To anyone looking at this logically, it is clear to see no “virus” was ever purified/isolated before the creation of the OC43 genome in 2005. This is what is admitted in regards to in the “isolation” of this “virus” in the past leading up to its sequencing:

“The prototype HCoV-OC43 strain (ATCC VR759) is a laboratory strain that, since its isolation in 1967, has been passaged 7 times in human embryonic tracheal organ culture, followed by 15 passages in suckling mouse brain cells and an unknown number of passages in human rectal tumor HRT-18 cells and/or Vero cells.”

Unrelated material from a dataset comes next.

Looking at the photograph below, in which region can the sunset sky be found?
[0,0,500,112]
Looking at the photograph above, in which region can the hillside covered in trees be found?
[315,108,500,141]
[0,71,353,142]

The “virus” itself is nothing more than human embryo tissue and cancer cell cultured goo combined with bovine and mice DNA (and even african green monkeys judging by the use of Vero cells). The genome is a mixture of all of these sources stitched together off of cow/mice “coronavirus” genome templates. The researchers used conserved regions from all Group 2 “coronaviruses” to generate RT-PCR products and then somehow seemed surprised that the genome created for OC43 had a similarity to all of them with the highest similarity to BCoV which was used as a template for both RT-PCR and sequencing. The researchers then claim a relation between all of these “viruses” and a zoonotic leap based on an unproven Molecular Clock hypothesis when the only “leaps” that occurred where in the cell culture dish, the numerous unfounded assumptions made from the computer-algorithm guided results, and the attempt to cram all of this unrelated indirect evidence into an unproven hypothetical narrative. Sadly, insane leaps in logic along with ridiculous assumptions based on unproven hypotheses and inhumane experimentation is par for the course with virology.